A study from Vancity Credit Union released earlier this week predicted a mass migration of young people out of Metro Vancouver, because wages are not keeping up with the high prices of housing.
"It's obviously a huge concern," Robertson told the Early Edition's Rick Cluff. "We've seen this wave coming, it's been pretty obvious for a number of years."
Robertson said the city has been focusing on building rental housing, as it is the most affordable city hall can deliver.
But, he said, the federal government hasn't done enough to help major cities like Vancouver that are experiencing a housing crisis.
"We do not have enough support from the federal government to bring the cost of housing down in our cities. Housing is very expensive across Canada because the federal government has basically abandoned the field."

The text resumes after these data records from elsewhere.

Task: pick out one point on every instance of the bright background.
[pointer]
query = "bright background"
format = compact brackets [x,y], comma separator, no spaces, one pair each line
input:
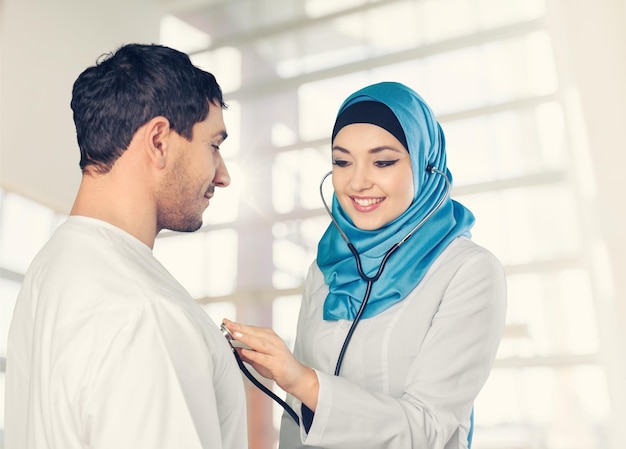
[530,95]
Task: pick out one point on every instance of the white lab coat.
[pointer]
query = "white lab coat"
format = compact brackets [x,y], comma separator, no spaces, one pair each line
[107,350]
[410,375]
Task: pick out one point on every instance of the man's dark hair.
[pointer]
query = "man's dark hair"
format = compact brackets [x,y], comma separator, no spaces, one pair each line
[129,87]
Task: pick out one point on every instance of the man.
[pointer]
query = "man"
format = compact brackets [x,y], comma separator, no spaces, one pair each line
[106,349]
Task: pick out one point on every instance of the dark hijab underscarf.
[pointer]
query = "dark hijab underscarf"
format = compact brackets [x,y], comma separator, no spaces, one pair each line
[403,113]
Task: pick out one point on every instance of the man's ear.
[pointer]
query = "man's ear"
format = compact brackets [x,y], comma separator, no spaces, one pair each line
[156,140]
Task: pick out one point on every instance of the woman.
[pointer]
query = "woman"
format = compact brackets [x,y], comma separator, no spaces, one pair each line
[427,337]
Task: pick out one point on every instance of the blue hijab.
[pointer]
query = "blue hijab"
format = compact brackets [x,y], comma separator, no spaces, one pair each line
[408,265]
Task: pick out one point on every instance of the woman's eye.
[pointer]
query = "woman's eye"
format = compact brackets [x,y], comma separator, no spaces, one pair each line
[385,163]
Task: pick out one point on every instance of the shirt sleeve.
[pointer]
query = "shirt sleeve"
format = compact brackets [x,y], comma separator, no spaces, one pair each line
[452,365]
[153,386]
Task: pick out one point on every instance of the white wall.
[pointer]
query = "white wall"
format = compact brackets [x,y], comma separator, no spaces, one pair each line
[593,43]
[44,47]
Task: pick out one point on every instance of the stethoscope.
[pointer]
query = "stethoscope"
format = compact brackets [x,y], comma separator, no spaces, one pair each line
[369,279]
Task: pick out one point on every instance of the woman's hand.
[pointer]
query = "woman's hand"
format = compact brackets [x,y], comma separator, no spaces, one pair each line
[271,358]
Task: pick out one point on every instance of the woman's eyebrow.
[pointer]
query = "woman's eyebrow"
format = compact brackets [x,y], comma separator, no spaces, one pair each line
[370,151]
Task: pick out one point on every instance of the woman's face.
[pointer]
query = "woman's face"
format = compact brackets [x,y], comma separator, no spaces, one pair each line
[372,175]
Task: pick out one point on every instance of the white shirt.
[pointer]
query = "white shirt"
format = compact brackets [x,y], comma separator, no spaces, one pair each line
[410,374]
[107,350]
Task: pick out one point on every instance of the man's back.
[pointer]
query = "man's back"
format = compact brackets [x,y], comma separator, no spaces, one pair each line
[106,349]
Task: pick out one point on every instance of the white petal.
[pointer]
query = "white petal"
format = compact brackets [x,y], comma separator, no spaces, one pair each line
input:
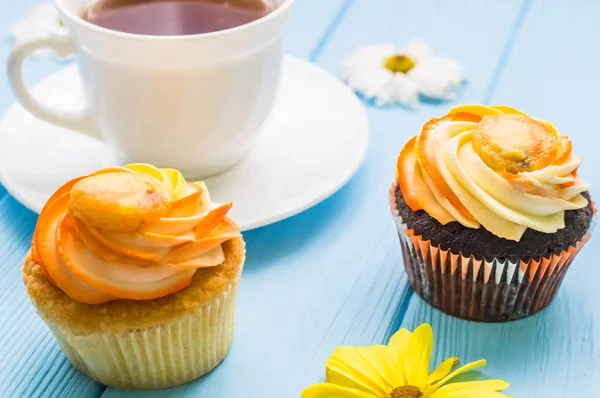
[438,78]
[418,50]
[405,90]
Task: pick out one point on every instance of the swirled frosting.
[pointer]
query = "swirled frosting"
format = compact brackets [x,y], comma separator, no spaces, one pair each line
[132,232]
[491,166]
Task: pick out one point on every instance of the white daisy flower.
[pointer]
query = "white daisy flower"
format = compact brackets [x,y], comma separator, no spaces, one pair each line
[43,21]
[390,75]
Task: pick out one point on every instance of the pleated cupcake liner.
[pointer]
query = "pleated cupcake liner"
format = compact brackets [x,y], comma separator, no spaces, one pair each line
[158,357]
[495,290]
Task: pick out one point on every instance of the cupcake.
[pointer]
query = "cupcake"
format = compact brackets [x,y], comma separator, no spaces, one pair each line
[490,212]
[135,271]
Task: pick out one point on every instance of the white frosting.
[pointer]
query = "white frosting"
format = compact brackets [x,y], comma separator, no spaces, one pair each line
[504,204]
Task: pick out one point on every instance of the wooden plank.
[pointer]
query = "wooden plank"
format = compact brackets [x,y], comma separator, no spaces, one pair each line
[550,71]
[32,364]
[333,275]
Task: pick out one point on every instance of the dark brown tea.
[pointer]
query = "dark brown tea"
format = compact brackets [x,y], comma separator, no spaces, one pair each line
[173,17]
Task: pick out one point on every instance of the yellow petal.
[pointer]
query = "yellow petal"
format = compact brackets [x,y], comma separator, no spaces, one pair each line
[330,390]
[488,385]
[398,346]
[369,369]
[442,370]
[416,363]
[462,369]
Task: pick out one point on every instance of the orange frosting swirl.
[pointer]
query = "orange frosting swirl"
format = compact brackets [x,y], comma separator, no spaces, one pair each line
[133,232]
[492,166]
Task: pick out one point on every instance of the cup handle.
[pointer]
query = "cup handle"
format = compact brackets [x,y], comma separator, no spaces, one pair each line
[81,120]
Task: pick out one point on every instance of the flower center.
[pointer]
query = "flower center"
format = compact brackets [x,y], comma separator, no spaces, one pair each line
[399,63]
[406,392]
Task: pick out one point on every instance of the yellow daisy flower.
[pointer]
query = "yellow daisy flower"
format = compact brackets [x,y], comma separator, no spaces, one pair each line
[399,370]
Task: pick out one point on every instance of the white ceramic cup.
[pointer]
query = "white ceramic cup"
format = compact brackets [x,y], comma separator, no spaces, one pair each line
[193,102]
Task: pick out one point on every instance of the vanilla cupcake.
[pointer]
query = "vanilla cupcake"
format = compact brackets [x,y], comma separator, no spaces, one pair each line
[490,212]
[135,271]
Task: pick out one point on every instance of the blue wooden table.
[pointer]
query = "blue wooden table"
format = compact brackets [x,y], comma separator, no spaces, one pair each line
[333,274]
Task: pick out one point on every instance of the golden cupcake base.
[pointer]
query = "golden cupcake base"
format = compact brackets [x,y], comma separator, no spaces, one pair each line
[189,335]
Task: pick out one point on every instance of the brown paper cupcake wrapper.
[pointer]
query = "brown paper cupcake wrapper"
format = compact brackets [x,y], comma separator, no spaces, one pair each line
[481,290]
[157,357]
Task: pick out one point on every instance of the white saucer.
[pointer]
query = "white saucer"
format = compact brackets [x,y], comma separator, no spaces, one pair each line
[315,141]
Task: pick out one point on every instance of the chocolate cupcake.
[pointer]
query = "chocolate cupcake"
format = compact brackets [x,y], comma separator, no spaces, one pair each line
[490,212]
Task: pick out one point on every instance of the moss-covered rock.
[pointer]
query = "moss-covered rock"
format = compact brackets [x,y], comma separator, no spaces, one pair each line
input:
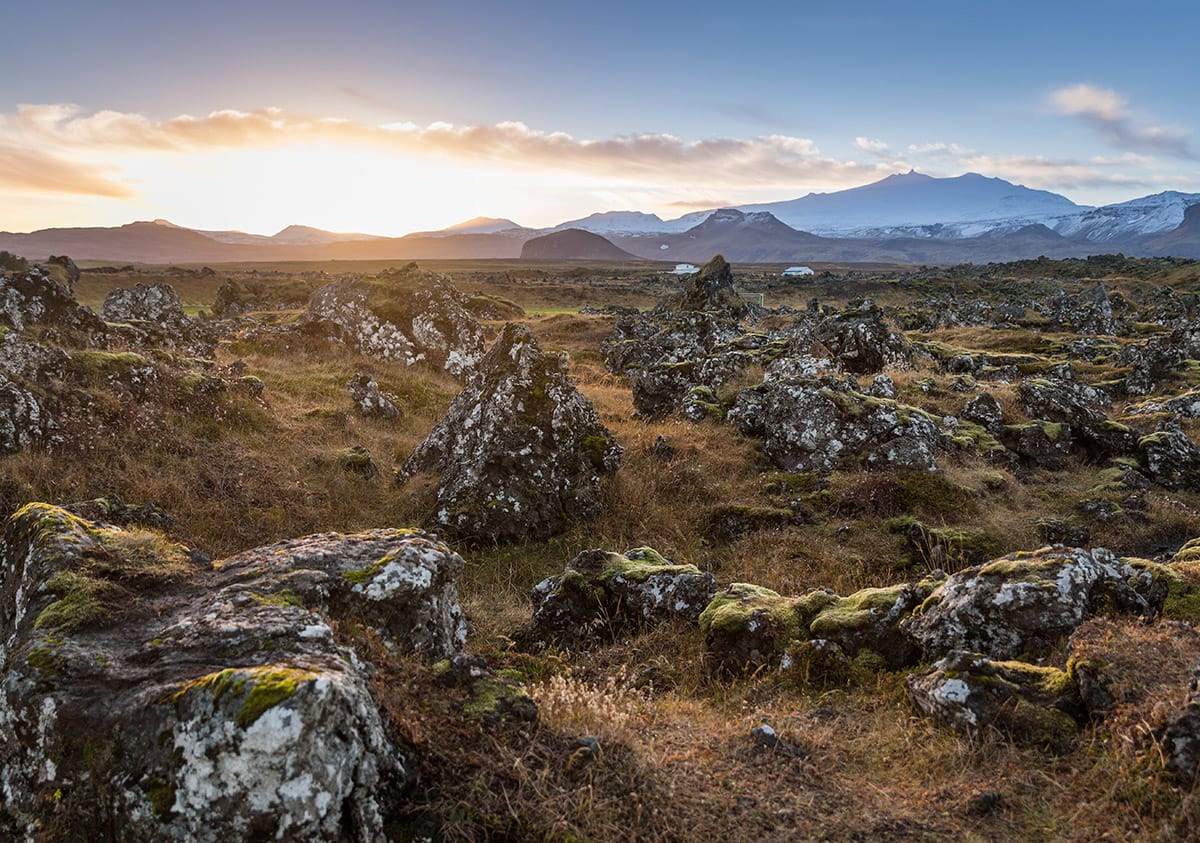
[601,595]
[1036,706]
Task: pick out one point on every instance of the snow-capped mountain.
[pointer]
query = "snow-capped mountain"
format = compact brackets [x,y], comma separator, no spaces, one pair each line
[1146,215]
[631,223]
[903,204]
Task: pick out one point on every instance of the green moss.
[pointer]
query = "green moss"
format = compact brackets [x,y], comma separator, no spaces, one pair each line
[82,601]
[976,437]
[281,598]
[595,447]
[45,656]
[855,611]
[259,688]
[161,795]
[107,363]
[730,610]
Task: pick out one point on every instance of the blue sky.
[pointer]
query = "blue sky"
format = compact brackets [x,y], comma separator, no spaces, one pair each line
[1093,101]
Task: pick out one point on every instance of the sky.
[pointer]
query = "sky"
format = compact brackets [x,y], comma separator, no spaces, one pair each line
[396,117]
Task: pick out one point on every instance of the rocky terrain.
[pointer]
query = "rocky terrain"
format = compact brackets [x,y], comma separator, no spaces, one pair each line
[600,555]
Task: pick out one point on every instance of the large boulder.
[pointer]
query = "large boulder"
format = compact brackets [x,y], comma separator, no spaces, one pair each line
[154,315]
[747,627]
[521,450]
[815,424]
[186,701]
[23,420]
[1025,602]
[429,322]
[1033,705]
[711,288]
[603,595]
[37,298]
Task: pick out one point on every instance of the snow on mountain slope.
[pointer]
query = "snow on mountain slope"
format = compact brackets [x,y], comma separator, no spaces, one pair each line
[1146,215]
[913,199]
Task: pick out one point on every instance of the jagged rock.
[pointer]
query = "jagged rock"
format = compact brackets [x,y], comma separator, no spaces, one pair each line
[815,424]
[748,626]
[1024,603]
[862,341]
[154,315]
[29,360]
[1042,443]
[1080,408]
[34,298]
[969,692]
[882,387]
[181,703]
[711,288]
[984,411]
[493,697]
[520,452]
[429,323]
[22,418]
[69,267]
[1170,459]
[603,595]
[372,402]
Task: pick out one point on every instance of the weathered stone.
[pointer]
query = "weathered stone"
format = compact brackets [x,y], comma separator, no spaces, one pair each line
[970,692]
[603,595]
[1170,459]
[748,626]
[189,704]
[521,450]
[816,424]
[1024,603]
[372,402]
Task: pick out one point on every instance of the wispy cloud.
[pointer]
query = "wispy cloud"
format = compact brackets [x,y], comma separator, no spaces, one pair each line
[1108,113]
[1036,171]
[774,160]
[33,171]
[873,145]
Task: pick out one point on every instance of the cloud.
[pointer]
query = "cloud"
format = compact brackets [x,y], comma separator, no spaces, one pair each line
[31,171]
[1107,112]
[939,149]
[769,160]
[1036,171]
[868,144]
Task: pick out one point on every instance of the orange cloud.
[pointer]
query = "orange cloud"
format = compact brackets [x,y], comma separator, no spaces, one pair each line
[771,160]
[31,171]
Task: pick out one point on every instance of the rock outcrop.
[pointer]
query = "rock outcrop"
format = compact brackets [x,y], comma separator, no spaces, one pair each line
[521,450]
[603,595]
[429,322]
[185,703]
[819,424]
[1024,603]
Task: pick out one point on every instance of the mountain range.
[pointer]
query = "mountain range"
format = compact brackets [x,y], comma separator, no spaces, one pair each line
[907,217]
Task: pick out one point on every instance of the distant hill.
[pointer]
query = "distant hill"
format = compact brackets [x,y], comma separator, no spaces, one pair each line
[1185,240]
[573,244]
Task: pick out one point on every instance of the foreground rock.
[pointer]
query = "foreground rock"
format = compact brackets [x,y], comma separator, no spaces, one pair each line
[180,703]
[1033,705]
[417,317]
[154,315]
[817,424]
[603,595]
[747,627]
[1025,602]
[521,450]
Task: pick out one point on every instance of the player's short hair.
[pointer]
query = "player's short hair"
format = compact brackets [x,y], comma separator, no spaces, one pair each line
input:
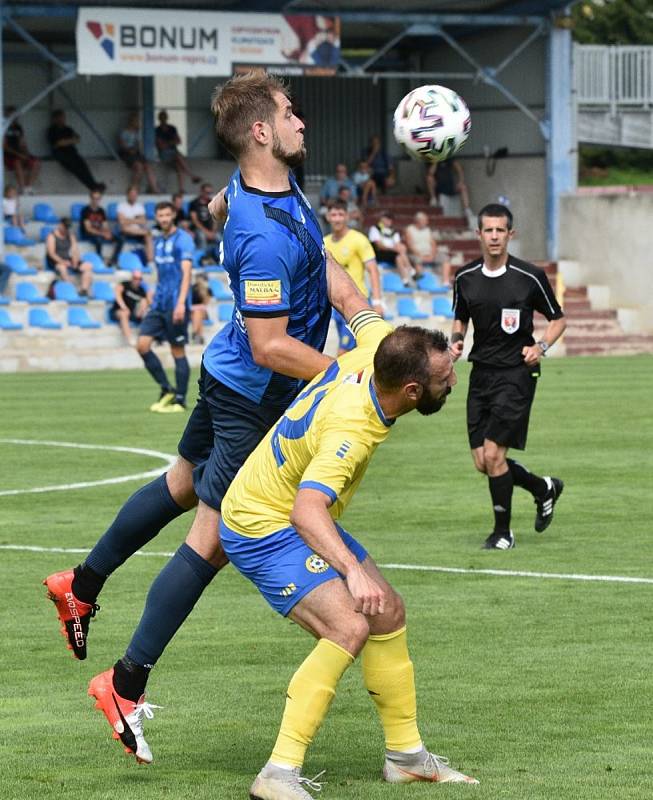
[495,210]
[242,101]
[404,356]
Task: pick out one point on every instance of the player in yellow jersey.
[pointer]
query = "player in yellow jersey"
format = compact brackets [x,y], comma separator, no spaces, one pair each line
[353,251]
[279,529]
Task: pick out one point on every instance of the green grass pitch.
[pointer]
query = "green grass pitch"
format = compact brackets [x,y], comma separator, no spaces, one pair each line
[539,687]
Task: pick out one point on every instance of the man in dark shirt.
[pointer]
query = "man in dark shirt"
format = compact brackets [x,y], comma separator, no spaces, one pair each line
[167,142]
[63,141]
[202,223]
[130,305]
[94,227]
[499,293]
[16,155]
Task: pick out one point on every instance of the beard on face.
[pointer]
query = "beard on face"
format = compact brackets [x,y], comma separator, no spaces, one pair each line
[430,404]
[290,159]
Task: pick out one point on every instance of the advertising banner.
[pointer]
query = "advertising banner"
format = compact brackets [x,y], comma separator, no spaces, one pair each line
[194,43]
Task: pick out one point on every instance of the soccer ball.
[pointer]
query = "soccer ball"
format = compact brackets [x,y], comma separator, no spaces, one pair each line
[432,123]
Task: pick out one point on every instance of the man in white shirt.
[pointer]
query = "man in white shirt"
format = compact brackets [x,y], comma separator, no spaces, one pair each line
[389,248]
[133,222]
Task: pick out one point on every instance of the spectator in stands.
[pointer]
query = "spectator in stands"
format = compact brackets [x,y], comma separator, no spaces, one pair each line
[389,248]
[131,152]
[200,296]
[381,167]
[167,142]
[63,141]
[202,224]
[365,185]
[446,186]
[132,222]
[62,256]
[11,208]
[17,156]
[93,227]
[423,248]
[130,305]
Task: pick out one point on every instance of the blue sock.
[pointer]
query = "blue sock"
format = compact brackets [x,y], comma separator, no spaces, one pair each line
[155,368]
[182,376]
[170,600]
[139,520]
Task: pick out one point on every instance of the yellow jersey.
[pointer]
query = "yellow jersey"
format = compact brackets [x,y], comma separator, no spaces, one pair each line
[351,252]
[324,441]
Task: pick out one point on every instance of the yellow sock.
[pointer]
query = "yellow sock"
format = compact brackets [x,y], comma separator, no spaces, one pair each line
[390,681]
[309,696]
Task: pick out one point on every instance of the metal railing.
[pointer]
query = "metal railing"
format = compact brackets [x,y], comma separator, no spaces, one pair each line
[614,76]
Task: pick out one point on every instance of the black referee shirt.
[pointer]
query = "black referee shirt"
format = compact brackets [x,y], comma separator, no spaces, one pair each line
[500,305]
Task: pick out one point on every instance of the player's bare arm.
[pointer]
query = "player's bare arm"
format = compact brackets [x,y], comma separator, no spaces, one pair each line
[313,522]
[458,331]
[273,348]
[343,292]
[553,332]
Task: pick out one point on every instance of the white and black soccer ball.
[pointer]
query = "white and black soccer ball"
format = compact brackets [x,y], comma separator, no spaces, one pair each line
[431,123]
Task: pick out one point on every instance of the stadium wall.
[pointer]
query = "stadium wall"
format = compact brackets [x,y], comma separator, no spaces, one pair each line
[610,238]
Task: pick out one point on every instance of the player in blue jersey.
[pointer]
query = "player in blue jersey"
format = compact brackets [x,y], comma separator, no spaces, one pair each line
[170,312]
[284,286]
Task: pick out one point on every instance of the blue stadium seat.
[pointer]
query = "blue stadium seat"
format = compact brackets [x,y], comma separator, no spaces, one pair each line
[39,318]
[130,261]
[28,293]
[43,212]
[66,291]
[101,290]
[99,267]
[7,323]
[76,211]
[406,307]
[219,290]
[430,283]
[14,235]
[79,318]
[18,265]
[442,307]
[225,312]
[43,233]
[392,283]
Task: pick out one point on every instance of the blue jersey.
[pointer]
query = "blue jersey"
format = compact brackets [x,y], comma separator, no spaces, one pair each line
[169,252]
[273,252]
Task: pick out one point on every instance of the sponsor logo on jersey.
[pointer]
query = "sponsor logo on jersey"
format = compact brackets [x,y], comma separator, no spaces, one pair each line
[316,564]
[262,293]
[510,320]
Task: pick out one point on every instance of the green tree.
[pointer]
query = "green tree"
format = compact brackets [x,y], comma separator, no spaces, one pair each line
[613,21]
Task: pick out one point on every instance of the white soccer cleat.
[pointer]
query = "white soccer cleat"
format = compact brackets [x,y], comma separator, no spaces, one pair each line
[276,783]
[423,766]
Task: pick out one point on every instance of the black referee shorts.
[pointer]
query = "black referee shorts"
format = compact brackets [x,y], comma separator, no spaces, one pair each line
[222,430]
[499,405]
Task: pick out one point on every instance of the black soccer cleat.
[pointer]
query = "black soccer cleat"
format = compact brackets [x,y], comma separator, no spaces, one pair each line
[545,505]
[499,541]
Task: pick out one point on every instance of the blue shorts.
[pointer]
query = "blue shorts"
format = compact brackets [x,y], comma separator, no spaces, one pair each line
[222,430]
[159,325]
[281,565]
[346,339]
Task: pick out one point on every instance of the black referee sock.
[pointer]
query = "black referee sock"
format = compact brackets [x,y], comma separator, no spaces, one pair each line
[130,679]
[501,494]
[527,480]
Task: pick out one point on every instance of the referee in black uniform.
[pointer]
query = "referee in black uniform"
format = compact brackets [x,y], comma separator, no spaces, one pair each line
[499,294]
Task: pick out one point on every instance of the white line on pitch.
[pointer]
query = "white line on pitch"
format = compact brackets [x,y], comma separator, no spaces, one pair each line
[167,457]
[501,573]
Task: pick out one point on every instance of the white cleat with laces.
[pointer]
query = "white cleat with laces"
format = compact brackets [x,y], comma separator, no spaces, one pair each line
[276,783]
[424,766]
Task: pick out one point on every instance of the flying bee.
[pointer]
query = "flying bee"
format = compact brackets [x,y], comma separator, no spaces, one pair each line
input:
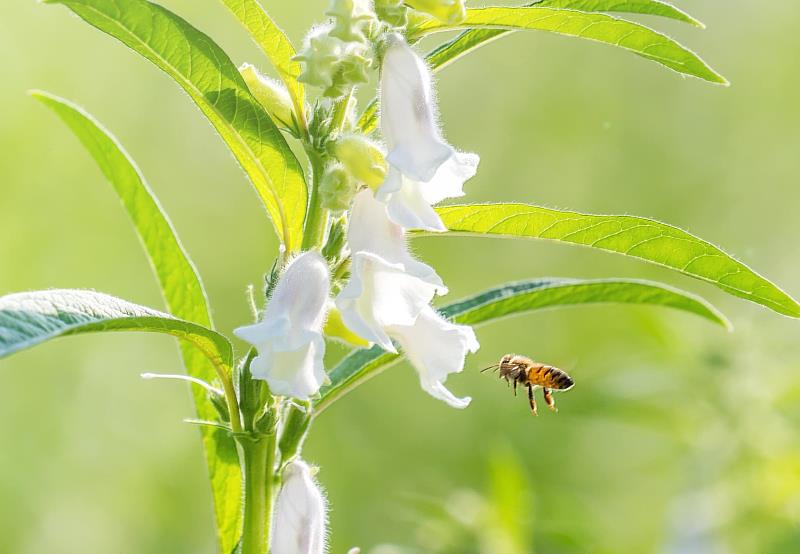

Robertson said he wants the housing crunch to be a major federal election issue.
"You look at a huge supply of our affordable housing right now and it came from programs to build rental housing across Canada.
"Those programs faded away decades ago and that means we have nowhere near enough rental housing being built across the country."
Mayor's message to millennials
The Vancity credit union report indicates a family household income needs to be $123,000 in order to maintain an average mortgage in Metro Vancouver.
But the inconsistent salary to housing cost ratio has led waves of young people to leave the city over the last few years, says the report. 770 are projected to have left in 2012 with that number increasing to 1,571 in 2013.
Robertson says that's unacceptable.
"I don't think we can be letting that happen — we have to do everything we can to prevent it. We thrive as a diverse city where people can live close to where they work."